I’ll have a couple of bottles to start the day, then I’ll just feed my son whatever freshly pumped stuff I make throughout the rest of the day. My milk never sits in the fridge longer than a day or two if I can help it.
Not everyone does this. I know some women that will leave milk in the fridge for several days before freezing.
My thought on that is this, freezing breast milk that has been sitting in the fridge for five days does not make it last longer. It’s still five day old milk when I defrost it. Food for baby, remember?
For more information on how to tell if breast milk has gone bad, check out this guide from Mom Loves Best.
Donating Breast Milk
If you have a large oversupply and don’t have extra room for a deep freezer, or if you just want to help out a fellow mother, please consider donating some of your milk.

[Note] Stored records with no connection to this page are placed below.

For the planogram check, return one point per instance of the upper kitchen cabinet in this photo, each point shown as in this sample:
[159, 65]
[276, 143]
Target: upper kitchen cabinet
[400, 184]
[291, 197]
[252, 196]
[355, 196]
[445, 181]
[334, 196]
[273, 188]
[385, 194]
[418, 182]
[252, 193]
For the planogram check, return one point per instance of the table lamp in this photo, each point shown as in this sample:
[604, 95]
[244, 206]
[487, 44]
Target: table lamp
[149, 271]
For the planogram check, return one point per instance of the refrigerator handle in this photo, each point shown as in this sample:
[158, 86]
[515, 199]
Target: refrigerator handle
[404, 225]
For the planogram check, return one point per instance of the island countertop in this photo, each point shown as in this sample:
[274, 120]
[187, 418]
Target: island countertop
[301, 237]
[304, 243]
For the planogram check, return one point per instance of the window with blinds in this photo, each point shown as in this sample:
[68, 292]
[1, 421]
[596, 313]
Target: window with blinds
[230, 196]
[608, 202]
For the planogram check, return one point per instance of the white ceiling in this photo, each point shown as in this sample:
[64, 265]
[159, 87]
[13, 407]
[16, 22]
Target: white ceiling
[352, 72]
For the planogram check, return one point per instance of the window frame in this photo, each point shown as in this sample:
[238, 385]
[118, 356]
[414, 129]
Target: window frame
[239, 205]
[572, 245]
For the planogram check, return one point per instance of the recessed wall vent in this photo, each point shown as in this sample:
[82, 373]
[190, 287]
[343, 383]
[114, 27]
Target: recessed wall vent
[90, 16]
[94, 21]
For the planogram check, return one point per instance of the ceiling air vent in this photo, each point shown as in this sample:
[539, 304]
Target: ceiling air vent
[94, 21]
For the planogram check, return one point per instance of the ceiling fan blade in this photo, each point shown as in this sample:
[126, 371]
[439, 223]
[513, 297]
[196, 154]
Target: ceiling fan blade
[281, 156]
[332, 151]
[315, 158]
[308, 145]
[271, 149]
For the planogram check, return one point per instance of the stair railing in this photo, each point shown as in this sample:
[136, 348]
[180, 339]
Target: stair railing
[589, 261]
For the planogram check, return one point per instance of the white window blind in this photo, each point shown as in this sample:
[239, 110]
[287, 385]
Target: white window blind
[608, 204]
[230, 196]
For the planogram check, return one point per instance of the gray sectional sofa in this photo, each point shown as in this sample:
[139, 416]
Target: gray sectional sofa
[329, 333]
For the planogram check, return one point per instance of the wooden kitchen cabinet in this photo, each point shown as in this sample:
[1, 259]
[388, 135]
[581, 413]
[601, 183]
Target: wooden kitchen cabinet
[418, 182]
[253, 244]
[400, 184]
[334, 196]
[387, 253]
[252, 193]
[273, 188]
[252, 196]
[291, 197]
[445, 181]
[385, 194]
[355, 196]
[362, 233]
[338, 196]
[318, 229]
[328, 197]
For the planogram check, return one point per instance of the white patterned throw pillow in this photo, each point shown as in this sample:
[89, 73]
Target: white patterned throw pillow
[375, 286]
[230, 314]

While milk donation is not a requirement of women with an oversupply and you should in no way feel obligated to do so, being able to help another woman feed her baby when she is physically unable to can be so worthwhile.
If you would like to donate milk, or if you would just like some more information, Human Milk for Human Babies is a great place to start.
Freezing breast milk takes a little effort, but if having a frozen stash will give you some peace of mind and allow you to stop pumping sooner and still reach your breastfeeding goals, doesn’t that make it worth it? I certainly think so.